Внук растет — и ладно.
Иногда и в церковь ходили, свечечку ставили. Он молился за Лизку, а она — в благодарность.
А бессмертных тут еще не было. Ни одного. Так что же расстраиваться?
Косточки вылезли, он разглядывал их подолгу, когда утром опускал ноги на пол, отчаянно болели колени — ну что, износился опорно-двигательный аппарат, скрипит, как старый матрац!
И особенная такая тоска, вечерами, синими вечерами, когда дома один и ноют суставы, так что ни сесть, ни встать. От тоски по обыкновению он удирал на рыбалку, и тут тоже засобирался — ну и что, что стужа за окном? На подледную, вон с соседом из дома напротив. Поедут на его машине, а он, Валя, прихватит с собой грамца, тому нельзя, он за рулем и язвенник, а Вале-то можно. Вот он и сядет, и отхлебнет, и окуньков да ершиков на лед накидает, и наполнится до краев души своей немелкой стальным солнечным светом, небом прозрачным и полетит-полетит.

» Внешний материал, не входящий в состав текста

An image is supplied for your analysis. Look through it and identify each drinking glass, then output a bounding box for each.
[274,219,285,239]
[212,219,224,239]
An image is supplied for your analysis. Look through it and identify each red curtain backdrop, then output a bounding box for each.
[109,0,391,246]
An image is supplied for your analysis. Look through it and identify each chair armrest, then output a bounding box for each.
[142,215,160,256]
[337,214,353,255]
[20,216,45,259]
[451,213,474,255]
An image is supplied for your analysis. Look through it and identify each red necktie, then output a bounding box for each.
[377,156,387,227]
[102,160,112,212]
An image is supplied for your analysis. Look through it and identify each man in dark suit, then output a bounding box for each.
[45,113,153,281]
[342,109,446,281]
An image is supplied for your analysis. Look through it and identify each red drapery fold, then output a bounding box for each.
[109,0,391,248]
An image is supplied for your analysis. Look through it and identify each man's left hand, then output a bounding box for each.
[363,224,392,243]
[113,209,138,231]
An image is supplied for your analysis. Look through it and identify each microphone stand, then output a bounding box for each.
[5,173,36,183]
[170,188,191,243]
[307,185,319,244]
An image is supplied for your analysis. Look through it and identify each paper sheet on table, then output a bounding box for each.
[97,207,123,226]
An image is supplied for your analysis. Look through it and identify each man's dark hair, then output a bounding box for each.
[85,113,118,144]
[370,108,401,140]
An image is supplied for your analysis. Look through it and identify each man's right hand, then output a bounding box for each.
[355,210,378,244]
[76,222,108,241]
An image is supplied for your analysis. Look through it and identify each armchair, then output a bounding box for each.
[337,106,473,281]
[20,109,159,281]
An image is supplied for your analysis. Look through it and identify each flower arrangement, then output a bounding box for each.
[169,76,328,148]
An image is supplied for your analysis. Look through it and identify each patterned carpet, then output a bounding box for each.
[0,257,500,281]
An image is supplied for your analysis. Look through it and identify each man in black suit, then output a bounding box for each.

Но как же коротко зимой светит солнце!
И как предательски слабеют глаза от недостатка лучей его ночью или поздней осенью или зимой — встает оно поздно в свинцовые облака и сразу — раз — и в пропасть, за горизонт. Как коротко получается видеть!

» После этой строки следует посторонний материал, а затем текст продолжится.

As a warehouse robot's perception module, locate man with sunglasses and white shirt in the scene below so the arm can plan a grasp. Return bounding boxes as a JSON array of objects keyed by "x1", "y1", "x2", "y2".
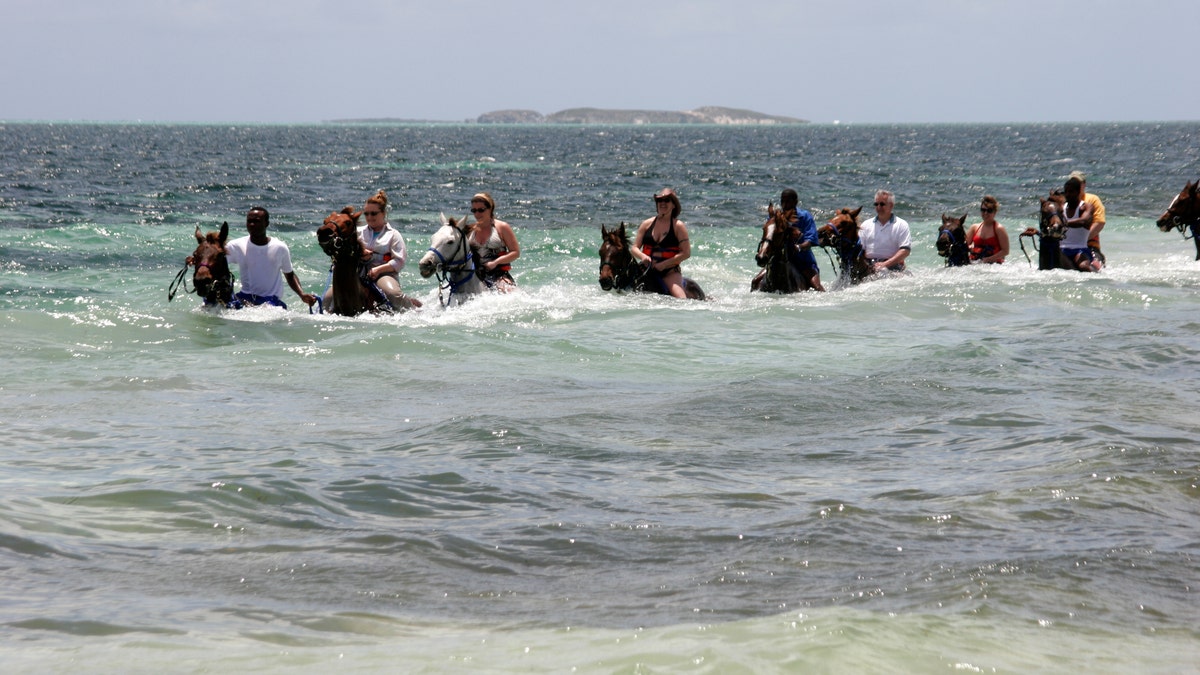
[{"x1": 858, "y1": 190, "x2": 912, "y2": 274}]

Настасия Ивановна, Настьюшка, женушка, собрала его и в этот раз за окуньками, приободряя: «Поезжай, поезжай, проветрись, засиделся уже», и он обнял ее, даже и не намекнув о том, что мерещится ему запах пепла с того самого дня, как кремировали Петуха: не любила она этого бандюгана, боялась, не любила разговоров, вот он ей и не сказал, а чего говорить, что паленым пахнет?

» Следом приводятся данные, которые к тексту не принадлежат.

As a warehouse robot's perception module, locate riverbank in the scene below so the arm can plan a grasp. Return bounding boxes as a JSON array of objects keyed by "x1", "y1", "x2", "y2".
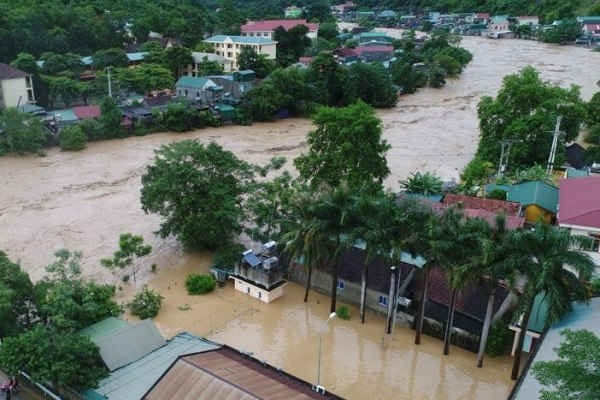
[
  {"x1": 115, "y1": 253, "x2": 512, "y2": 400},
  {"x1": 0, "y1": 37, "x2": 600, "y2": 281}
]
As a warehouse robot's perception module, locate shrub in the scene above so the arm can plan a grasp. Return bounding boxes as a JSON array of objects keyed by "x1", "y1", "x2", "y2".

Внучка, тоже Вальку — вот за это дочке большой поклон — уж он-то понимает. Анна — его первая — скривилась, когда дочка давала ей внучка на передержку, а чего старуху-то обижать, ей, поди, тоже не сладко, хоть и сыто она живет. К внуку она была равнодушна, но брала, чтобы ему, Вальке, ничего лишнего по сравнению с ней не доставалось. И еще одна у нее была тема — не хотела она, несмотря на горькую Лизкину судьбу, чтобы ее внучок возрос среди дедовых плебейских замашек и простецких Настиных наставлений и стряпни — борща с котлетами, оттого и забирала ненадолго, учила чаю, да вилку десертную от обычной отличать и ложку бульонную от суповой. Сама-то Анна, когда Лизка совсем скопытилась, и не хотела и не могла взять мальчонку тогда насовсем — вышла замуж за богатого, похудела, проездила с ним на курорты, перешила лицо, зубы вставила особенные, очень, говорят, дорогие. Он ее не видал лет уж пятнадцать, мальчика-внучка вечно жена ей передавала, хотя могли бы и повидаться, он ведь тоже тут, в столице, хотя и не на престижной улице живет. Но дом ее загородный с богачом в аккурат там же находится, где всегда жил Петух, среди этих же сосен, которые такого нагляделись, что мама не горюй. Раньше сосны-то стыдливо отворачивались, это Валя твердо помнил, наверняка, но теперь другие времена, стыда теперь не сыщешь.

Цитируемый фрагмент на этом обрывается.